Clare Slipper, the union’s parliamentary officer, yesterday said that the Smith Commission was working to a tight schedule:

“It aims to publish the results of this wide-ranging consultation with a set of proposals in a white paper by 30 November, with draft clauses laid down in a new draft Scotland Bill by 25 January.”

She said that with the NFUS being amongst the bodies asked to contribute its views, the union wanted to draw together a consensus of opinion from the farming community to be presented before the end of ­October.

“We want to hear about how farmers feel further devolution could help, or hinder, them ­individually, their families, their businesses and communities in years to come.”

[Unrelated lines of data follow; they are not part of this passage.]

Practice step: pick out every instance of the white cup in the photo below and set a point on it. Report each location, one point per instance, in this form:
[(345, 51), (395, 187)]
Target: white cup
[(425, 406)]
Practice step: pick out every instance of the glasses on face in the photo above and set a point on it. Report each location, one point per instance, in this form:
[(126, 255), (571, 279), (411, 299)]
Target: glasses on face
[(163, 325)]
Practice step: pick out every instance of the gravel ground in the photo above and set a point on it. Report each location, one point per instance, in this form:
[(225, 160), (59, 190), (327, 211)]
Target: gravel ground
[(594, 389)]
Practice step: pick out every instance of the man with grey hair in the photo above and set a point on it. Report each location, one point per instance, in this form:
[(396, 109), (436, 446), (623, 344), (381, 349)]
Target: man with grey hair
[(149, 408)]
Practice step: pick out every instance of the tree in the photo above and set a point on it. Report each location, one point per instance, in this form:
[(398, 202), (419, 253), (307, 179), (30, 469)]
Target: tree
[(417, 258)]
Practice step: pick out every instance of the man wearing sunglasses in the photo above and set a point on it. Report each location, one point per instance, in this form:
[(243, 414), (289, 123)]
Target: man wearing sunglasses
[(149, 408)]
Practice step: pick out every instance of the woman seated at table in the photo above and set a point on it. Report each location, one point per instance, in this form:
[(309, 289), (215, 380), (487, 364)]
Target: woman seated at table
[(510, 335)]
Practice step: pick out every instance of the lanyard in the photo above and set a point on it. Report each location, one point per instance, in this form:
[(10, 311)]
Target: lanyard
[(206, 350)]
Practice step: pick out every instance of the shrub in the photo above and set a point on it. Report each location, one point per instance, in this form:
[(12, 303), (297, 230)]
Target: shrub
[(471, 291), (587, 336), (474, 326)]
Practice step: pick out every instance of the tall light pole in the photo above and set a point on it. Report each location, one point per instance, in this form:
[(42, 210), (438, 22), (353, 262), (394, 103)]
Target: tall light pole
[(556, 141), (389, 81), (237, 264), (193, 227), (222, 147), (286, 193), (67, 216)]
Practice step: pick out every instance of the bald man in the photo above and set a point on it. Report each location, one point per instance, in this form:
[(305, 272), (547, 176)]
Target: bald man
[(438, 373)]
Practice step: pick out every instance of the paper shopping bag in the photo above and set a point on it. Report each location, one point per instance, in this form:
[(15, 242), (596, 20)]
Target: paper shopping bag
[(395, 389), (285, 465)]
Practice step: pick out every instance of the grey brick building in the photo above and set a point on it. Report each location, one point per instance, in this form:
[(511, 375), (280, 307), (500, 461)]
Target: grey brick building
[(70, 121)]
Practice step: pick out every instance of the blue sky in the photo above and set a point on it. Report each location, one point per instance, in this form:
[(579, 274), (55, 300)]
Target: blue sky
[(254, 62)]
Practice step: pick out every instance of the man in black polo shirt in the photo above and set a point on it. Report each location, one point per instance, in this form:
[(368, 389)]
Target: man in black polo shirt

Slipper said that as well as views being gathered at regional board level, a number of sector meetings had been planned to gauge opinion.

“However, although the time-scale is tight for the consultation, we feel that the issue is likely to be ongoing and the surge in political awareness which farmers showed throughout the referendum debate is likely to maintain momentum well into the future.”

Early indications were that a number of themes were likely to crop up. Chief amongst these was the issue of representation at the top table during EU talks on the Common Agricultural Policy and other farming-related issues:

Slipper said: “NFUS has considered cabinet-style decision making whereby ministers from each part of the UK meet to discuss defined agenda points, with a rotating chairmanship.”

She added that this would ensure that communications between the different regions of the UK were improved and that different views were effectively transmitted before the country’s joint stance was put forward during negotiations.

She added that the union would also be seeking views on the process and timescale members wanted to see for resolving the thorny issue of internal convergence – as well as on a wide range of issues which included funding of the levy boards, trade relations and export ­promotions.